Per capire quel che accade di qua, basti ricordare un episodio significativo. Subito dopo la guerra, Giuseppe Levi venne designato come futuro direttore dell’Istituto Nazionale di Biologia, fino a quel momento diretto da Sabato Visco, uno dei promotori del razzismo di stato. In una lettera, Levi accettò la nomina pur preoccupato per lo stato caotico dell’istituzione cui era stata condotta da “persona nulla scientificamente e moralmente poco raccomandabile... uno degli esponenti dell’Ovra universitaria”. Levi non fu mai nominato a quella carica ma solo alla direzione dell’Istituto di cui si è detto. Invece, Visco fu prima epurato, poi assolto e reintegrato con tutti gli onori. Nel 1952, il CNR, dovendo scegliere tra le richieste di finanziamento di Levi e Visco, attribuì all’Istituto di Levi una dotazione molto modesta e una alquanto lauta a Visco consentendogli di rimettere in sesto le sue deformi creature “scientifiche”.

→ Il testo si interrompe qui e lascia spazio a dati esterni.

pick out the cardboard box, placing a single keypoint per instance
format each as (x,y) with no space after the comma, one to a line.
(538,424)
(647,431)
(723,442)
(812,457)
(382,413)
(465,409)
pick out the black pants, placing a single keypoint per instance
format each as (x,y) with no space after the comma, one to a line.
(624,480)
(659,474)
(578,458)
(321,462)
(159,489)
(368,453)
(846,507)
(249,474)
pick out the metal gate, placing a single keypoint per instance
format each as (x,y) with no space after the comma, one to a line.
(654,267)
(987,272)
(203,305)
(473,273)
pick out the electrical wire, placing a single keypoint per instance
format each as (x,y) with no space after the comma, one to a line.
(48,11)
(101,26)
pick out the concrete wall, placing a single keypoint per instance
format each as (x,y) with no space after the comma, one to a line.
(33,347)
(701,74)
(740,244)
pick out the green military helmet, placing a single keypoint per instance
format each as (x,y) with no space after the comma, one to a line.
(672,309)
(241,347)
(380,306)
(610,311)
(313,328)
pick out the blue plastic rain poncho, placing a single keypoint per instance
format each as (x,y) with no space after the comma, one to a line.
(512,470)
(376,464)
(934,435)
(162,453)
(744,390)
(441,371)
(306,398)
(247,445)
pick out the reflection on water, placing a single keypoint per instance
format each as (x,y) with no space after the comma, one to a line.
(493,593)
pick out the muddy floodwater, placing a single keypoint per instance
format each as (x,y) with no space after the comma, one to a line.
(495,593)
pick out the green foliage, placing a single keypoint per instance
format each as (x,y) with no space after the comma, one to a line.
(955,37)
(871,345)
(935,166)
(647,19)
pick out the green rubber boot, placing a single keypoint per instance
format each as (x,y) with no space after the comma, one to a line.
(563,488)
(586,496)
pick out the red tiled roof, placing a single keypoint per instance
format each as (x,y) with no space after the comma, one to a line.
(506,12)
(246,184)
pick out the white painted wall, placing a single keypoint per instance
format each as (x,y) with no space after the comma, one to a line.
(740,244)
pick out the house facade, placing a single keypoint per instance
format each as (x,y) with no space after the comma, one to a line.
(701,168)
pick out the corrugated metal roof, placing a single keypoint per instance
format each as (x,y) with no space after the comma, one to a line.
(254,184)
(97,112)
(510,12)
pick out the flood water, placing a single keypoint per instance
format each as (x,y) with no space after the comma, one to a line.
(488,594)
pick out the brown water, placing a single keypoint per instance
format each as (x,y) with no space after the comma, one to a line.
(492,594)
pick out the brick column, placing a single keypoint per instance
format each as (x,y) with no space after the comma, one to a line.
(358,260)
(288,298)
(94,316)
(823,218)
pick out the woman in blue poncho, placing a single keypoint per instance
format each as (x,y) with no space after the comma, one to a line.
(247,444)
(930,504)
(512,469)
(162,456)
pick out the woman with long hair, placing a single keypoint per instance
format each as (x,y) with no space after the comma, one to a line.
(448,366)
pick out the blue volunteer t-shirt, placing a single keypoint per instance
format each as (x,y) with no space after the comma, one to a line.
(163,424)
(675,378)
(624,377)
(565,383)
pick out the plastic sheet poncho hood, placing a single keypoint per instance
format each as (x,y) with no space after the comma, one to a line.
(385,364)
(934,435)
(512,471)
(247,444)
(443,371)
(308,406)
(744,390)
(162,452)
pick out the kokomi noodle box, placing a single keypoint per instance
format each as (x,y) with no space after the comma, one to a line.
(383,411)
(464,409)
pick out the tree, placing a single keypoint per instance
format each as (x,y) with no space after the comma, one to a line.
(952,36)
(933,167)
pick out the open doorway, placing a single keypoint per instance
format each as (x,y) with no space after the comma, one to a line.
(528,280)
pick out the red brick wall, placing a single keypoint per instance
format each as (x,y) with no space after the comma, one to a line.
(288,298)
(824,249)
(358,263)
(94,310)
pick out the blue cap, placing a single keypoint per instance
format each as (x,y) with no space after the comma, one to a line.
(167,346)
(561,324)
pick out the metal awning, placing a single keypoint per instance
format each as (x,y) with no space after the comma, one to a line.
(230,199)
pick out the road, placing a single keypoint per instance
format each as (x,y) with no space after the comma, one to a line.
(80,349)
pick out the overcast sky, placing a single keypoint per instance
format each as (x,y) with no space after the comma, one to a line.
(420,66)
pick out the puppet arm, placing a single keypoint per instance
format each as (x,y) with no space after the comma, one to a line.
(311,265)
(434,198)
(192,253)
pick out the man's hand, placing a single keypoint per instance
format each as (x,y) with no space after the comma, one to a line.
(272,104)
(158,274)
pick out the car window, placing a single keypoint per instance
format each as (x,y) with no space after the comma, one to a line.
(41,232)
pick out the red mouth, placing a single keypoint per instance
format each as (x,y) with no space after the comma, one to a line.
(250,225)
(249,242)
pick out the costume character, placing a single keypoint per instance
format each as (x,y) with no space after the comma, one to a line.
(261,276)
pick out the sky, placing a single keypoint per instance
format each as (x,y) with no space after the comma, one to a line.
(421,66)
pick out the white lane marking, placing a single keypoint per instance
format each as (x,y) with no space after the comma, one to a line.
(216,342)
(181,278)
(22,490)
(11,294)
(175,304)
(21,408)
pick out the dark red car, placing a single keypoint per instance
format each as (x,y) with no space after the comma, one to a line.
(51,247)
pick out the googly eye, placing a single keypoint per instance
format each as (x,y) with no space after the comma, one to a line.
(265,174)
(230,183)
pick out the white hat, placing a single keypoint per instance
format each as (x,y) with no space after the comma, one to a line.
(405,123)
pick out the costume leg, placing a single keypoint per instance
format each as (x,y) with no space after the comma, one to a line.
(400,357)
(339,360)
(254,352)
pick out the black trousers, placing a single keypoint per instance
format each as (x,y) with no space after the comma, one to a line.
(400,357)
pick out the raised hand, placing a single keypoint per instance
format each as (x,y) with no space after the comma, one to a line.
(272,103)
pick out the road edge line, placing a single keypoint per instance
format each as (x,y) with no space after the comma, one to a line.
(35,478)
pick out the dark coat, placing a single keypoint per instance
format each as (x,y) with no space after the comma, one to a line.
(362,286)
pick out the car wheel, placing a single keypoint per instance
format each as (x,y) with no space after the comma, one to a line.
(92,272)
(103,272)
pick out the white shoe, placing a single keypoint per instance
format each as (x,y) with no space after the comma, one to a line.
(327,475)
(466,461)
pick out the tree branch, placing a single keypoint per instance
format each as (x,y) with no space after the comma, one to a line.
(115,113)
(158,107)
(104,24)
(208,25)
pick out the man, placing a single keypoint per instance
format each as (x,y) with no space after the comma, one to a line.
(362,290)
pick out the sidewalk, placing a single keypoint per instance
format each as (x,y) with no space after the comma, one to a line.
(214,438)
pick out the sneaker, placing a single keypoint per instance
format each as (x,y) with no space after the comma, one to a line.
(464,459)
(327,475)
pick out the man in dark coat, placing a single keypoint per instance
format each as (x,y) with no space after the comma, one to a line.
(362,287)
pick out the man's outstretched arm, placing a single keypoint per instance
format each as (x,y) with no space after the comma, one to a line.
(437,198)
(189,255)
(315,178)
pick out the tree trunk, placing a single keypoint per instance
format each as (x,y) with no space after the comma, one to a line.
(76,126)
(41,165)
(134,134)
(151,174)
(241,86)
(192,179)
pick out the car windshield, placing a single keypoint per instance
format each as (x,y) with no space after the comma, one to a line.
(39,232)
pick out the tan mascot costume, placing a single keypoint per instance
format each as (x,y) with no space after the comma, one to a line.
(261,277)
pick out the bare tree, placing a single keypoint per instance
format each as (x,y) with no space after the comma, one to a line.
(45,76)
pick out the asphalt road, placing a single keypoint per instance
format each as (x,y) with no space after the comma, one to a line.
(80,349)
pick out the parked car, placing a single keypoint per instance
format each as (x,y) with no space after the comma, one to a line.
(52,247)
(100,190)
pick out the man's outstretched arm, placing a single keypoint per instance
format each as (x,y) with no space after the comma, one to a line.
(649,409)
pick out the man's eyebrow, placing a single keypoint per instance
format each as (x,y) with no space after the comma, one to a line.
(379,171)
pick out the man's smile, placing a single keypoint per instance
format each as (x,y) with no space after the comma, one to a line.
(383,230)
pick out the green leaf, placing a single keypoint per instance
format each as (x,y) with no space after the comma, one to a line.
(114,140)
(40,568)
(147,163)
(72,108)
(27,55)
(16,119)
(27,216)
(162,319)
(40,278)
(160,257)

Per questo, oggi, con la morte di Rita Levi Montalcini lamentiamo non soltanto la perdita di una grande scienziata e persona di cultura, ma anche il disastro con cui, il fascismo prima e poi un’amnistia sconsiderata – che fece volare gli stracci del fascismo riciclandone i più influenti e peggiori arnesi, i “redenti”, per dirla con Mirella Serri – compromisero in modo drammatico una posizione di primato dell’Italia nella scienza.